Un marché du travail en forte demande
Dans un contexte de pénurie de médecins, le secteur repense la prise en charge des soins de premier recours, les médecins s'organisent pour une meilleure adéquation entre vie professionnelle et vie privée. Explications du Dr méd. Philippe Eggimann, vice-président de la FMH.
Quels principaux défis se posent à la médecine?
Le manque de médecins va s'accentuer dans les années à venir. Les départs à la retraite de la génération des baby-boomers (45% des médecins ont plus de 55 ans), les besoins de la population vieillissante et l'augmentation démographique en sont les raisons principales. De plus, la relève est sous pression: selon une récente étude publiée par la swimsa (association suisse des étudiants en médecine), un tiers des futurs médecins envisagent de changer de métier après leurs premières expériences dans la profession. Les raisons évoquées sont un temps de travail trop élevé et une part importante de tâches administratives.
Nous avons besoin de former plus de médecins mais le numerus clausus à l'entrée ou à l'issue de la première année d'études reste un obstacle important.

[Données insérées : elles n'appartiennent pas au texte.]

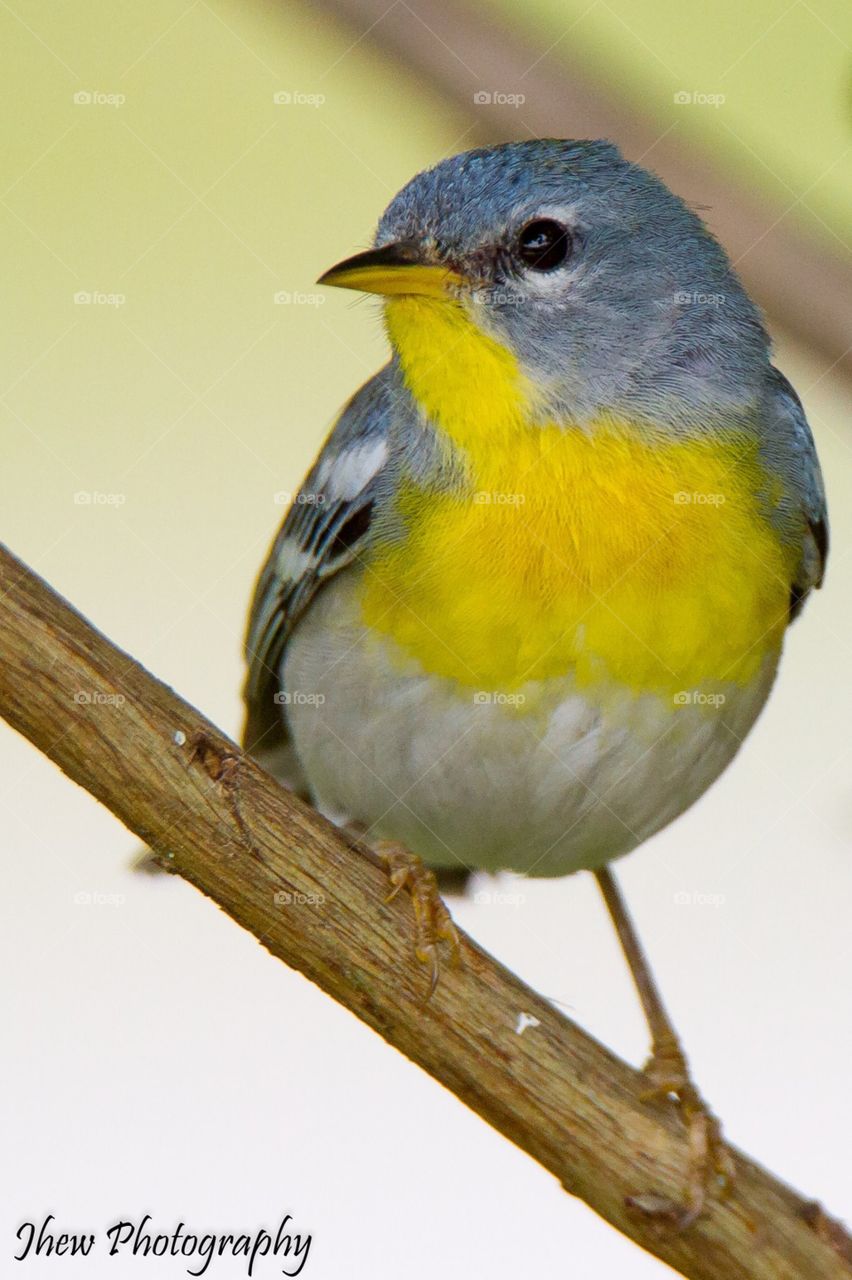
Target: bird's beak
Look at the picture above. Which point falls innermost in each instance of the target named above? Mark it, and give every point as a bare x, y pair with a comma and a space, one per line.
393, 269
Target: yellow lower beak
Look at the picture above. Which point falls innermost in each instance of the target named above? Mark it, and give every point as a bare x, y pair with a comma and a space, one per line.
394, 269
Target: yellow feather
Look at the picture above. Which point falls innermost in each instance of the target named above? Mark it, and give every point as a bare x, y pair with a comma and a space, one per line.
598, 552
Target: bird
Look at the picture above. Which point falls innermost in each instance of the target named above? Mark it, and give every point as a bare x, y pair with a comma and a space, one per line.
532, 594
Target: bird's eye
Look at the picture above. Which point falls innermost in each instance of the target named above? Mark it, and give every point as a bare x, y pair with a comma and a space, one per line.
544, 245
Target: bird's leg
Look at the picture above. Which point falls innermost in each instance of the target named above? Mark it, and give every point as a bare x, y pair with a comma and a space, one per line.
433, 922
667, 1068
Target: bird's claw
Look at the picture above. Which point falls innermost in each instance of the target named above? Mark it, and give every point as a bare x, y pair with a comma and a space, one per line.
433, 922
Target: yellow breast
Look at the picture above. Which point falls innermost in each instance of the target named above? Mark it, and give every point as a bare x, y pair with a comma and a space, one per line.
594, 552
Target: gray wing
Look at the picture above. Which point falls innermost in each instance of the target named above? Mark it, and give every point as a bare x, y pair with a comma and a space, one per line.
325, 529
806, 479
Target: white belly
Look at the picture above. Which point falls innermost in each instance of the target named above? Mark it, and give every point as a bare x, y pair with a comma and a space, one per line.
559, 781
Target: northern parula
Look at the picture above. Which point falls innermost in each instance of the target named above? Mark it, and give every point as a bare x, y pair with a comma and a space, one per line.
534, 592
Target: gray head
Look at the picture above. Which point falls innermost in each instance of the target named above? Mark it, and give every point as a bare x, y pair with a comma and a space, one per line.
608, 289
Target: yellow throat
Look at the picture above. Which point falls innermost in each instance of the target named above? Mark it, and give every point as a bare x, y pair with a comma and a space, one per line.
600, 553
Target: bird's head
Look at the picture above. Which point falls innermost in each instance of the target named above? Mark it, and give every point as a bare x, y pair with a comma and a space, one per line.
564, 277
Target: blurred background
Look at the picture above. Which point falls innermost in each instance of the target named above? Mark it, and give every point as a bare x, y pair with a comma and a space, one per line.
175, 176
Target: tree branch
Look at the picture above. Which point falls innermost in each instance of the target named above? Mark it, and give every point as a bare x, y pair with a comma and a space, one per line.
224, 824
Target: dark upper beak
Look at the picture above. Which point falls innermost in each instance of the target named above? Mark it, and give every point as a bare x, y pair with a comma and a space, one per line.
393, 269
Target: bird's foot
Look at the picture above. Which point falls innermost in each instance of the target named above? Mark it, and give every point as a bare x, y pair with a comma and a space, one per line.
433, 922
709, 1161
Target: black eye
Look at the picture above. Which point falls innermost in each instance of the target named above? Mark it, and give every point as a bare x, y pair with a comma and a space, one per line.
544, 245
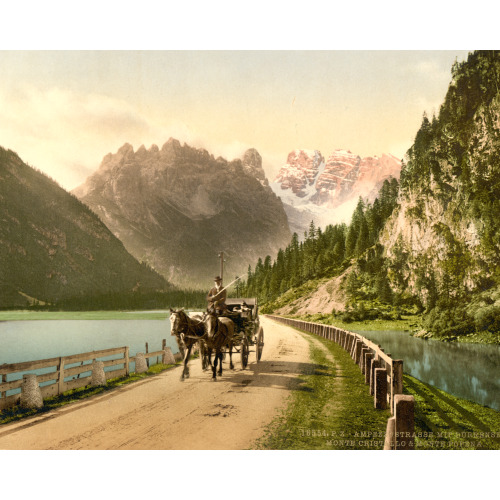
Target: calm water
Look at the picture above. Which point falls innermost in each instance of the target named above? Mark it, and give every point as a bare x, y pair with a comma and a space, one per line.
33, 340
469, 371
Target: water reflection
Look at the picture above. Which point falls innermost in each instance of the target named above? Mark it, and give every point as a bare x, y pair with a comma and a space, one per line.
44, 339
469, 371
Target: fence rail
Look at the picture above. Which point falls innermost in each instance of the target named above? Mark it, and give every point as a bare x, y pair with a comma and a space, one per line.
61, 371
383, 374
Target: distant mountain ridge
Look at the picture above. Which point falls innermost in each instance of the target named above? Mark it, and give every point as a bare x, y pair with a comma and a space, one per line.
327, 191
177, 207
53, 247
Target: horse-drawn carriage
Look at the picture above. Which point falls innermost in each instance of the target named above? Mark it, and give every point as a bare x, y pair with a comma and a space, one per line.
238, 328
248, 333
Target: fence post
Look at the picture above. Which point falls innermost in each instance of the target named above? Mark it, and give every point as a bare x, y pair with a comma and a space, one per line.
368, 367
127, 361
4, 379
380, 400
397, 377
60, 380
364, 352
375, 364
31, 395
390, 434
404, 408
357, 351
98, 376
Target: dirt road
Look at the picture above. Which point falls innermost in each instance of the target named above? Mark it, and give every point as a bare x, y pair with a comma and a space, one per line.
162, 412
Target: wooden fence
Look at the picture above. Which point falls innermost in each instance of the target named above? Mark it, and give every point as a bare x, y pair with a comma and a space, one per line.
383, 374
65, 367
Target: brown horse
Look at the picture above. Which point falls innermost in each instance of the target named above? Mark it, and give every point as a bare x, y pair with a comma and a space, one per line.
187, 331
219, 333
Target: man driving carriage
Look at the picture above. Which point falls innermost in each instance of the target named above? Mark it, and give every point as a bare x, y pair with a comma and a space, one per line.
217, 303
217, 297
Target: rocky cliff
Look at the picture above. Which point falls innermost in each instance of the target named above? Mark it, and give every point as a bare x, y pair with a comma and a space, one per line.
177, 207
327, 191
444, 237
53, 247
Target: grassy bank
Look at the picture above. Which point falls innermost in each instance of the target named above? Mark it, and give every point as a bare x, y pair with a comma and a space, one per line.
408, 323
333, 410
17, 413
445, 422
80, 315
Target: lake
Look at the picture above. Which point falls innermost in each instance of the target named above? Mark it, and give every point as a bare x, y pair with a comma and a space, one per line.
42, 339
469, 371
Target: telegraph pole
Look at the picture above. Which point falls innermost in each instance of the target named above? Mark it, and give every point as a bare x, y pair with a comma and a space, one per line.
221, 257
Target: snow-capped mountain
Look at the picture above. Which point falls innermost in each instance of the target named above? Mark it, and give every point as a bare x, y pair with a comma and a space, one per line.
328, 191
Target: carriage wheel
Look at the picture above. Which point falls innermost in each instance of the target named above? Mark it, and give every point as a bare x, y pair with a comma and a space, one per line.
259, 346
244, 353
203, 356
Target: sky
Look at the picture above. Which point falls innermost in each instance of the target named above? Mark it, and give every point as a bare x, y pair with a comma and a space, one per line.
62, 111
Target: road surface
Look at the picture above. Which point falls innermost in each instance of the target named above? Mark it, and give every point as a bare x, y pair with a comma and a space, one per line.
161, 412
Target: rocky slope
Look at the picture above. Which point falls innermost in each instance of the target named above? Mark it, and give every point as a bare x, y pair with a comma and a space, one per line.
53, 247
177, 207
327, 191
445, 233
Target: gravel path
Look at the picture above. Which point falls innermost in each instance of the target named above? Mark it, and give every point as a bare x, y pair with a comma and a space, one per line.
162, 412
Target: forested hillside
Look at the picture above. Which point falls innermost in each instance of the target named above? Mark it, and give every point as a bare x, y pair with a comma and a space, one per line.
53, 247
430, 245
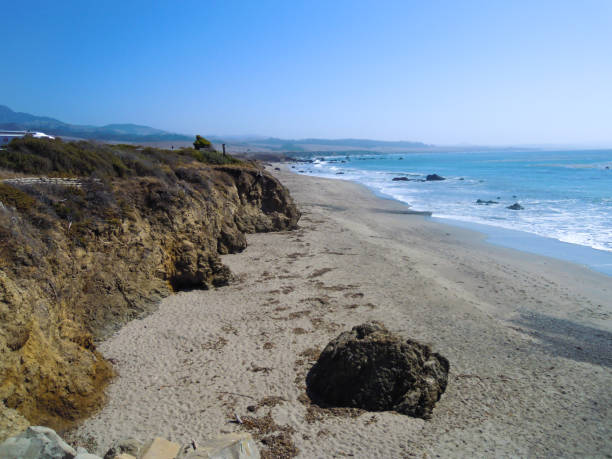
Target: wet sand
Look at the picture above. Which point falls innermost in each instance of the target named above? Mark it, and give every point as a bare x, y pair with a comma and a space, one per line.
529, 340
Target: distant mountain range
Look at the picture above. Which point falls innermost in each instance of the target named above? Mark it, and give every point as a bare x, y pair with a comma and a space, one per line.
11, 120
18, 121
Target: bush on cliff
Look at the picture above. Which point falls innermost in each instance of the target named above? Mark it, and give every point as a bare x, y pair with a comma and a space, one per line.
55, 157
201, 143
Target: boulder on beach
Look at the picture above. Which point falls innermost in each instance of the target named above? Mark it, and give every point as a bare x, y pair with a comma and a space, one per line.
373, 369
36, 441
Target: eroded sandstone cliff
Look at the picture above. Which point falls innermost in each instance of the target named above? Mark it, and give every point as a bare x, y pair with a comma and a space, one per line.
79, 259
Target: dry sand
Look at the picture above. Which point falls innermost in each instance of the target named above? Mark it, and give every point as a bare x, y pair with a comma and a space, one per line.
529, 340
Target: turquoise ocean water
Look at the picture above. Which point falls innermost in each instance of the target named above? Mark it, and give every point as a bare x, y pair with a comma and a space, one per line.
566, 195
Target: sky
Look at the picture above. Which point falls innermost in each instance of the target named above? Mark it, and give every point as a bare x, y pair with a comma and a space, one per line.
488, 72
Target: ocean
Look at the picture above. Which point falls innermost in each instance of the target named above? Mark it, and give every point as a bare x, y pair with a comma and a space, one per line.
566, 196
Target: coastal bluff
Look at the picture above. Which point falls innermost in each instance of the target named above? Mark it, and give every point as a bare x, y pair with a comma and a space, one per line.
78, 262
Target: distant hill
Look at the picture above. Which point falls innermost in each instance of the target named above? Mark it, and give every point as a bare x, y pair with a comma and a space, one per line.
112, 132
314, 146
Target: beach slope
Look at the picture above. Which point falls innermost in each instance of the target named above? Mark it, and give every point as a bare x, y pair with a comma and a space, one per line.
529, 340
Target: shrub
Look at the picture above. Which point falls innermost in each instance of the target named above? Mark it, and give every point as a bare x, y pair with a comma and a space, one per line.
14, 197
201, 142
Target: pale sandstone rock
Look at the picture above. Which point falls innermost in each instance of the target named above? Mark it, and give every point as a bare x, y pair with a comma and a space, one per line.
229, 446
129, 446
35, 443
160, 448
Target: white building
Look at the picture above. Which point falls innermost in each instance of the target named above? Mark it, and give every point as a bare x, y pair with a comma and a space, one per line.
7, 136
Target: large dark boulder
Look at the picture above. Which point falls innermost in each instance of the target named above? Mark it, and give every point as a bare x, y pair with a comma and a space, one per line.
373, 369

Un autre problème crucial est le manque de relève en périphérie des centres urbains: des mesures incitatives à l'initiative des autorités politiques doivent venir soutenir la reprise des cabinets des médecins de premier recours qui partent à la retraite.
«Un autre problème crucial est le manque de relève en périphérie des centres urbains.»
Quelle est la situation pour la médecine hospitalière?
Le nombre de médecins hospitaliers augmente rapidement. Les hôpitaux ont développé leurs prestations ambulatoires spécialisées. Leurs policliniques et services d'urgence, ainsi que les « walk-in clinics » (consultations sans rendez-vous) sont en plein essor et assurent de plus en plus les soins de premier recours. Les conditions de travail à l'hôpital sont attractives en termes de sécurité d'emploi, d'accès garanti au plateau technique (ensemble des installations et équipements à disposition) et d'organisation de travail en équipe permettant aux médecins de « décrocher » complètement en dehors de leurs heures de service.
Comment a évolué le travail des médecins ces dernières années?
Les avancées de la numérisation (transmission d'information sécurisée, logiciels de dictée par exemple) contribuent à soulager leur travail. Cependant, les tâches administratives augmentent plus vite que les capacités de numérisation. Les médecins n'ont pas suffisamment de temps à accorder aux patients.
Certains actes médicaux et mesures thérapeutiques et diagnostiques sont progressivement délégués à d'autres professionnels: infirmières et infirmiers en pratique infirmière avancée, pharmaciennes et pharmaciens, échocardiographistes, experts en plaies et cicatrisations, assistantes et assistants en endoscopie, physician associates (formation en allemand).
Les formes de travail des médecins évoluent également. La moitié des professionnels qui travaillent dans un cabinet exercent dans le cadre d'un cabinet de groupe ou d'un cabinet partagé avec un-e confrère.
Quelles avancées peut-on saluer?
Les femmes sont mieux représentées dans le corps médical, avec des variations d'une spécialité à l'autre. Elles restent tout de fois peu nombreuses aux postes de cadre et du corps professoral. L'organisation en cabinet de groupe et le développement du temps partiel apportent de la flexibilité et améliorent les chances que les jeunes médecins restent dans la profession. Le temps de travail se rapproche progressivement de celui des autres activités professionnelles.
Où seront créés les postes de médecins à l’avenir?
Les débouchés actuels resteront très importants. Les services de santé publique ont besoin d'eux pour donner du sens aux régulations et aux activités de contrôle des actes médicaux. L'industrie, l'administration et la direction d'hôpitaux constituent d'autres débouchés possibles.